Logistics pressures building for exporters
If disruptions in West Asian shipping corridors continue for several weeks, exporters warn that it could impact both logistics and financing.
A significant portion of India’s trade to Europe, the Mediterranean and parts of Africa passes through the Red Sea–Suez Canal corridor. Any disruption forces vessels to reroute around the Cape of Good Hope, adding 10–20 days to transit times, Sahai said.
Longer routes slow container rotation, create scheduling uncertainty and increase freight and insurance costs. Shipping lines often impose additional risk and fuel surcharges when navigating volatile regions.

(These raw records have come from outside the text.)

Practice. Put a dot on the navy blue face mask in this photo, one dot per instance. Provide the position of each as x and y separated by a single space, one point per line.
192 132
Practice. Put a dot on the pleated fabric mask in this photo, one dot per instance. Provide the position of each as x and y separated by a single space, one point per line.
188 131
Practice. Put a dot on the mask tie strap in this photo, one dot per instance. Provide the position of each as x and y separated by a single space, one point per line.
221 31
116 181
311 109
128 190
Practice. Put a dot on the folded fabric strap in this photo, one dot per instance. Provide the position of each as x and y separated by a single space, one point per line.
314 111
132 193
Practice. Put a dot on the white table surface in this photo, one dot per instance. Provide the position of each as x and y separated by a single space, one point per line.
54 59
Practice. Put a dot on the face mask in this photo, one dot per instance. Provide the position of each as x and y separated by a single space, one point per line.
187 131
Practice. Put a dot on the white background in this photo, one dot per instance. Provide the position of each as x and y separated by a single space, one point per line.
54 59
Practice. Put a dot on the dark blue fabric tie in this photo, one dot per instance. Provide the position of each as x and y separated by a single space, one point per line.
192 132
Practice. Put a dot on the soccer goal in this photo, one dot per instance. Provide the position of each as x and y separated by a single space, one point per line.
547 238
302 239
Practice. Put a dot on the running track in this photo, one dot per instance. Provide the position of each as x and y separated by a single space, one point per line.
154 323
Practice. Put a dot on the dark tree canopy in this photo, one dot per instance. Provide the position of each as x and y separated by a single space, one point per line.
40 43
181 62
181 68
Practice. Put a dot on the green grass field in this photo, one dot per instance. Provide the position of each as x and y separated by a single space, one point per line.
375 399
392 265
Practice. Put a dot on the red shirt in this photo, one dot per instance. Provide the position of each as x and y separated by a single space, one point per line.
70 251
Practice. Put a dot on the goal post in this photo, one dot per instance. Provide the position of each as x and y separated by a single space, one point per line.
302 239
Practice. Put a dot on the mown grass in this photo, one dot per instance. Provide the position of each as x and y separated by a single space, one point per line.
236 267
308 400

This is particularly damaging for low-margin sectors such as textiles, leather, engineering goods and agricultural commodities, where higher freight costs can quickly erode profitability.
“In the short term, export demand may remain stable, but shipment execution could slow as exporters face delays in vessel availability and longer transit times. Over a few weeks, this may temporarily reduce the pace of shipments rather than actual export orders, especially for cargo headed to Europe and West Asia.”
The biggest pressure point may be working capital. Longer transit times delay payments, stretching the cash conversion cycle by two to four weeks. At the same time, exporters must absorb higher freight bills and carry more inventory while waiting for shipping space.
The result, Sahai said, is likely to be slower shipment flows, higher logistics costs and tighter liquidity across the export sector — rather than an immediate collapse in demand.
For now, much depends on how long the disruption lasts. A quick stabilisation could allow shipments to resume and delayed cargo to move through the system. But if tensions linger, India’s exporters may face a difficult few weeks navigating one of their most critical trade corridors.